Susan Schlossberg, ancienne directrice de la National League of Junior Cotillions, une organisation américaine spécialisée dans l'étiquette, met en garde contre une utilisation trop libérale de l'excuse du manque d'argent et ajoute que, même si l'invité prévu décline l'invitation, il est à espérer qu'il achètera tout de même un beau cadeau (qui ne doit pas nécessairement être cher). Pour éviter de blesser quelqu'un, elle recommande de parler à cœur ouvert avec l'invité, "sinon les gens risquent de le prendre personnellement et de faire une montagne d'une taupinière".
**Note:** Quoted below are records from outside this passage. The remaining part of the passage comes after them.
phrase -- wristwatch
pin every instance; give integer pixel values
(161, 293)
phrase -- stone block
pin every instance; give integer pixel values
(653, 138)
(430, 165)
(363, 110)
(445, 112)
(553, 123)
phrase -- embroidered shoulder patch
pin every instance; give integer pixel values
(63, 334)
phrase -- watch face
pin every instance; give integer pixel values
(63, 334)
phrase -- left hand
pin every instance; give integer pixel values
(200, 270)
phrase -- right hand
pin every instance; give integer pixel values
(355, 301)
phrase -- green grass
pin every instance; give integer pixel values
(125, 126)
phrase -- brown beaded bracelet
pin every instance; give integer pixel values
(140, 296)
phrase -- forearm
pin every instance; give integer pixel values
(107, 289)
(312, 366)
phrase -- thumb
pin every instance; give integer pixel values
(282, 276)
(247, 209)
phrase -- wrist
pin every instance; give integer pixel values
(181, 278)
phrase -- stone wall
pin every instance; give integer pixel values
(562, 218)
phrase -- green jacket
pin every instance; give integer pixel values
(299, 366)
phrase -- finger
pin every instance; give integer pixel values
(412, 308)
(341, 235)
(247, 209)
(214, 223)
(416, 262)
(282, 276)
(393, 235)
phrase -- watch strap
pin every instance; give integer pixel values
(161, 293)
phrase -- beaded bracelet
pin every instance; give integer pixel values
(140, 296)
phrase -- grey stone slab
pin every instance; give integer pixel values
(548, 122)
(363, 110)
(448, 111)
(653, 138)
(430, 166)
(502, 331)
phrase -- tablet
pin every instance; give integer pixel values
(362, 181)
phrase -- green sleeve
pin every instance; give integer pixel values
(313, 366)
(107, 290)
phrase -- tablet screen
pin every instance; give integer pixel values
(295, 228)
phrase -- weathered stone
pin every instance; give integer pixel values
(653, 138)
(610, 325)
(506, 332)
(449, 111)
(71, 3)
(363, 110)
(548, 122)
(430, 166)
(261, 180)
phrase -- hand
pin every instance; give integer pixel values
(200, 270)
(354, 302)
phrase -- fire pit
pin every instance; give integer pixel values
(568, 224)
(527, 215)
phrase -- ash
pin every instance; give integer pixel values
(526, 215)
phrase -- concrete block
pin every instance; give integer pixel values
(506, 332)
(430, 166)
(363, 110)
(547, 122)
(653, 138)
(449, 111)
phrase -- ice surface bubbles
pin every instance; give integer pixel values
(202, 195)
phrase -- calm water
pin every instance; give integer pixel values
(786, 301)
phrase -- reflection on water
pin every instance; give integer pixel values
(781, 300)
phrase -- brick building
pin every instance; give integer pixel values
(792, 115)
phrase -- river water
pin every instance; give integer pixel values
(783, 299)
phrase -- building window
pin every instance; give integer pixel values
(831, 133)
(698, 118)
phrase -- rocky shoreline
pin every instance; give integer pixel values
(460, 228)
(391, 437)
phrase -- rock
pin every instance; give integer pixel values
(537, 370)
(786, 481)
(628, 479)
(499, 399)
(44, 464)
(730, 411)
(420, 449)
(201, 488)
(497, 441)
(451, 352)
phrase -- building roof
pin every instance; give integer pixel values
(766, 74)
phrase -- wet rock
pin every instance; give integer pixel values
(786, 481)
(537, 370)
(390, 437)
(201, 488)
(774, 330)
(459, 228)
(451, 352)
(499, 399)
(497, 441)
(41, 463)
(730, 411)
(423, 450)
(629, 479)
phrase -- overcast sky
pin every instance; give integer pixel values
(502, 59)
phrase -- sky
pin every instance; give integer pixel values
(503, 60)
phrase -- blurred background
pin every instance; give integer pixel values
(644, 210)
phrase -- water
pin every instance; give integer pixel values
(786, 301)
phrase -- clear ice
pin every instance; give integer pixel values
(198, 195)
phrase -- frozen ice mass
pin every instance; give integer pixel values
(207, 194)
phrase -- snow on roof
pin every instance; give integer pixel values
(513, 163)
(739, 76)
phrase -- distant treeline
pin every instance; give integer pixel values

Pour des invitants comme Zawar et Manahyl, l'acceptation est venue en faisant objectivement le point sur les invitations refusées - sans s'attarder sur ce qu'elles pourraient symboliser - et en les attribuant à des raisons indépendantes de la volonté de leurs invités, financières ou autres. Ils trouvent de la joie dans les personnes qui peuvent venir, et en fait, dans l'autre, alors qu'ils comptent les derniers jours avant leur mariage.

En fin de compte, le fait que le refus d'une invitation soit toujours aussi important pour nous peut être un signe encourageant, car il montre que nous nous soucions des gens et de notre lien avec eux. Comme le dit M. Donnelly, "d'une certaine manière, cela me donne une sorte de foi en l'humanité".